Fear Mongering is Always Bad Policy

            Fear and scapegoating never create a good atmosphere in which to make or implement policy, but the nation’s current immigration policy is certainly circumscribed and now largely inoculated from any possibility of change in the near term, for those very reasons. The current Governor of Arizona, Jan Brewer, and the sheriff of Arizona’s Maricopa County, Joe Arpaio, represent this turn. Both have predicated their largely popular political personas with their respective constituencies on whipping voters into deep concern about the numbers and character of illegal immigrants crossing the border from Mexico into their state. The Sheriff has gone so far as to say he would not honor President Barack Obama’s recent executive order offering certain (an estimated 800,000) illegal immigrants the opportunity to remain in the United States to work under specific conditions. And Brewer has suggested the President is not genuinely interested in the “flood of illegals,” but is instead pandering to Latino voters, who, generally, do not support a penalizing stance in America’s immigration policy. Governor Brewer is not alone, of course, as several other GOP governors have taken similar stands including, most notably and punitively, in Alabama. And Republican presidential nominee Mitt Romney has also “talked tough” on immigration during the current campaign.

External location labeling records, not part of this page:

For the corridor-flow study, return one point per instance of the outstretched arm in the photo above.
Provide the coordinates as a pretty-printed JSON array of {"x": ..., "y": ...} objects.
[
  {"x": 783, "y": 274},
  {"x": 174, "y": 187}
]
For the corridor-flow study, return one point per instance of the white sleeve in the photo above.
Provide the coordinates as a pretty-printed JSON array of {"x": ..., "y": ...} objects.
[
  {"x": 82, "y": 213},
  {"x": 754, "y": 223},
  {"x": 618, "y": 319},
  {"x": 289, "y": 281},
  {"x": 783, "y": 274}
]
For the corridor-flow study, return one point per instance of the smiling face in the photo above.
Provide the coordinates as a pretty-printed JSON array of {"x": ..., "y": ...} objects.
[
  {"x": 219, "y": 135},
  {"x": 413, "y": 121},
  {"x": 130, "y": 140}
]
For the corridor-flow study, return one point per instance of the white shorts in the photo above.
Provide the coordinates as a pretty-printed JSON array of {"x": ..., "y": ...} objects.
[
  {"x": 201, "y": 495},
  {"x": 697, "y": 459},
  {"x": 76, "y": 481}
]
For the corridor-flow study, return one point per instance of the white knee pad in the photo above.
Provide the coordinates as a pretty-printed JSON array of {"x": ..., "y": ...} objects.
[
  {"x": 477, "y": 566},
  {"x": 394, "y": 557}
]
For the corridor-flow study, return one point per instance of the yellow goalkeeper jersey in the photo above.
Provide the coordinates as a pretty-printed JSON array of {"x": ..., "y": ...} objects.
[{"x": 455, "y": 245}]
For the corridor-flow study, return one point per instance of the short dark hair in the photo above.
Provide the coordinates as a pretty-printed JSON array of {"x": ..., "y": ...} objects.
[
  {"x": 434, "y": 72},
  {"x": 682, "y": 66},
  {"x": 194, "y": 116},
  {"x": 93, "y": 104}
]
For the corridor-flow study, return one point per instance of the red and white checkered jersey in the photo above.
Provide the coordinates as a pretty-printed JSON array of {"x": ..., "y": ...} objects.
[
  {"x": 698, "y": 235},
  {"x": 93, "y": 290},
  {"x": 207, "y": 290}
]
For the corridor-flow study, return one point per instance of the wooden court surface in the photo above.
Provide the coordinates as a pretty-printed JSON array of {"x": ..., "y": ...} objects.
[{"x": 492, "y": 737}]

            This political choice has made it impossible for lawmakers of both parties—who otherwise privately acknowledge current policy is not working—to make any changes in what is broadly understood to be a broken system. Ironically, those officials fear a withering attack from groups alive with alarm about illegal immigrants taking jobs from Americans in an economy only slowly recovering from the burst housing bubble and Wall Street debacle. Even as many state, local and national elected officials incite fear and loathing of this generally politically helpless population, federal immigration enforcement agents daily raid homes and workplaces to “round-up” illegal immigrants and deport them to their native countries, enforcing current law.

            Indeed, the Associated Press published an article this week highlighting the frequently tragic implications of these daily federal actions for the United States-born children of illegal immigrants. When identified as “illegals,” the parents of these youth are held in “detention facilities,” often hundreds of miles distant from their families, while awaiting hearing and deportation. Meanwhile, the detained parents’ children are moved to foster homes. Thereafter, in many cases, when the mothers and fathers are deported, their parental rights are terminated. As one might expect, those parents sent back to their home nations are frantic with worry and concern about their children with whom it is often painfully difficult to remain in touch as they undergo the personal trauma of detention and forced relocation. Few American citizens when presented with such evidence call for still more punitive measures or contend the system is working. It simply is not.

            More broadly, what is lost in the current political stalemate that permits this deeply distressing scenario of scapegoating and fear mongering and broken families to continue, are three salient facts. First, illegal immigrants occupy a range of posts and occupations that typically do not place them in competition with middle and working class Americans, who do not wish to work in slaughterhouses, as farm workers picking crops, in day labor for construction, in maid service for motels and hotels and the like. Nonetheless, ambitious political leaders persist in using fear that immigrants will deny Americans jobs to press for ever-more punitive measures and/or heightened and increasingly militarized border security and protection. That is, they knowingly scapegoat a complex, hard-working and variegated population, and pretend as they do that those individuals are taking employment from US citizens. Second, and notably, the vast majority of immigrants who are detained for deportation are working, and productively so, and often for long hours at low pay and without benefits. They are not lazing about and seeking support from Americans or abusing the nation’s safety net. This suggests, too, that there is demand for such labor from US businesses. Indeed, that reality may be the most frequently overlooked fact of all. Immigrants are often viewed as desirable employees by American firms because they work so hard and for such long hours, often in difficult conditions and for low pay and few or no benefits.

            Finally, as has so often been remarked, immigrants built this nation. With the exception of the nation’s African-Americans, no non-Native American US citizen can claim not to be descended from individuals who came to America to attain a better life. There is no question this nation must be able to control its borders, but it must do so fairly, humanely and honestly. Just now, United States immigration politics and policy are far from meeting any of these criteria and it constitutes a national shame to admit that such is true. The nation’s leaders need soon to overcome their own fears of the ugliness now unleashed in the land to craft a revised policy to do so.